I’ve researched a number of academic papers and grey literature around VR Narrative which has given pause for thought.
It’s my understanding (from Google Spotlight Development) that VR Narrative is a new way of approaching film making in that instead of the director controlling the viewer by presenting a narrative; the viewer has control of what and when the story is experienced. Sound can be used to steer the participants attention but they are free to wander as they wish within this constructed world.
This is only one approach to narrative structure for VR.
This has been referred to as a process of Story Living rather than Story Telling.
I also understand that the main considerations are as follows…
1) As the story is lived through, the author needs to be sensitive to the emotional content of the narrative as this can make the participant feel vulnerable.
2) Narrative is less easily followed due to the impact of spatial proprioception (sense of the body in space and time).
3) VR offers the opportunity to experience being another entity.
4) VR Narrative offers the opportunity to experience a story from multiple perspectives.
5) VR is most effective when conveying emotional content.
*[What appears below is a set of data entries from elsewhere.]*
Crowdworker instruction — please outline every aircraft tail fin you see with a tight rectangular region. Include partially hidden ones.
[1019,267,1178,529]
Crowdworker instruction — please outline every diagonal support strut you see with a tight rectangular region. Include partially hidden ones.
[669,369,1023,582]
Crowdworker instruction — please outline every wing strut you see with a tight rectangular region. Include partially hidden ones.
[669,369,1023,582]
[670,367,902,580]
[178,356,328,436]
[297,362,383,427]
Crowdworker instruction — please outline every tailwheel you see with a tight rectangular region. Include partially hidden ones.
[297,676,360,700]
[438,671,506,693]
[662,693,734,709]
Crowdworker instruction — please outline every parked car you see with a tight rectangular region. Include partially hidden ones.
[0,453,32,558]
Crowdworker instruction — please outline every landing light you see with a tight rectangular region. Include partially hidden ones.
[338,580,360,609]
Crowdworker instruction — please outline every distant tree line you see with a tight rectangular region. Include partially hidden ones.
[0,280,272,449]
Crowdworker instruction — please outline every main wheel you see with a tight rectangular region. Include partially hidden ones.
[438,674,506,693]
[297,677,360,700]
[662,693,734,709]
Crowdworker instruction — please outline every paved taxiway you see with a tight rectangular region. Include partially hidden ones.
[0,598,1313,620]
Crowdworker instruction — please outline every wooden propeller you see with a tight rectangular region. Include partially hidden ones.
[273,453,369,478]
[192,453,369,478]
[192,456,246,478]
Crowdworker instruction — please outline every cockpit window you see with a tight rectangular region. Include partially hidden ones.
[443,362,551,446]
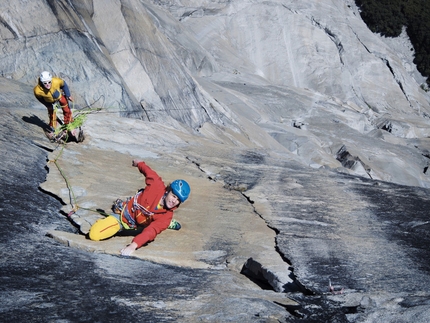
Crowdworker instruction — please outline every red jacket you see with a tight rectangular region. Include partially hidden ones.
[127,162,177,248]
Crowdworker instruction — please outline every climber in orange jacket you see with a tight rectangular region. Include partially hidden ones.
[33,71,73,132]
[89,160,190,256]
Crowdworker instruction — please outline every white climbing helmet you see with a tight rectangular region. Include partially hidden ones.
[40,71,52,82]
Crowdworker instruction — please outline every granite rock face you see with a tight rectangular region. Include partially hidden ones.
[0,0,430,322]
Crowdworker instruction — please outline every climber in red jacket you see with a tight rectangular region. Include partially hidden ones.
[89,160,190,256]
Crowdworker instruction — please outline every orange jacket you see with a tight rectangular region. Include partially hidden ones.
[33,77,70,104]
[127,162,177,248]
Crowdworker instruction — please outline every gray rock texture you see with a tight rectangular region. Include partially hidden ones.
[0,0,430,323]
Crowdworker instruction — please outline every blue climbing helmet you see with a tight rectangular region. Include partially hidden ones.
[170,179,191,203]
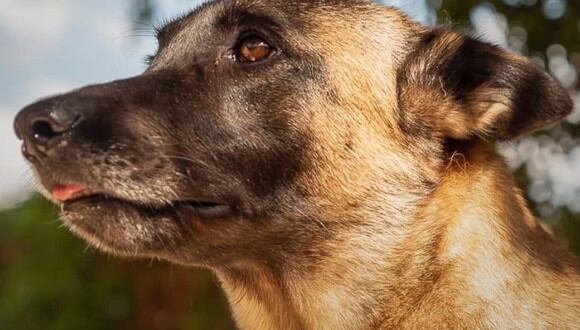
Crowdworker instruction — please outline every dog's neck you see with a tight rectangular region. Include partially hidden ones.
[218,143,580,329]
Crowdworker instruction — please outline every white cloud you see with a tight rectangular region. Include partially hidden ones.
[0,0,74,45]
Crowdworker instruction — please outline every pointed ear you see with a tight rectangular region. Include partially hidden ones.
[397,29,573,140]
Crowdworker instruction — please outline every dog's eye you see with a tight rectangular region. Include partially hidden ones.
[236,36,274,63]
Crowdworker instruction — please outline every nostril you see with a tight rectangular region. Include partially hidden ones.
[30,119,62,140]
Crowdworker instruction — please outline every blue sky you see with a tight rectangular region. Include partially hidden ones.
[0,0,436,208]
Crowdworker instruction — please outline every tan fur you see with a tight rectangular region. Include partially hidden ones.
[18,0,580,330]
[213,3,580,329]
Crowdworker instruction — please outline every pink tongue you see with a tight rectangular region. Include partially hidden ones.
[52,184,85,202]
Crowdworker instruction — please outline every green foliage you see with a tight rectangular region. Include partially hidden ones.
[0,196,232,330]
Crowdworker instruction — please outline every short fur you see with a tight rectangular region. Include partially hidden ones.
[16,0,580,329]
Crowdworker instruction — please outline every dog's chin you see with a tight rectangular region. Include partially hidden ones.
[61,195,231,258]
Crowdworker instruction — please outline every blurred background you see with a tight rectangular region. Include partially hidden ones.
[0,0,580,330]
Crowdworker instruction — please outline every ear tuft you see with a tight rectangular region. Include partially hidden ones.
[397,29,573,139]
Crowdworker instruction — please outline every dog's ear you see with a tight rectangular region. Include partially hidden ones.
[397,29,573,140]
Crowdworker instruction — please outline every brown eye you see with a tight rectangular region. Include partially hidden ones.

While researching this topic of enquiry, I thought about the research I has conducted in narrative structure in animation, specifically Eastern European Animation and consididered how Yuri Norstein deployed narrative structure in his work ‘Tale Of Tales’. In this film he refers to memories from his childhood using an almost emergent dream like narrative device.
I need to watch this again from the perspective of VR Narrative to reconsider how this works or could work in VR.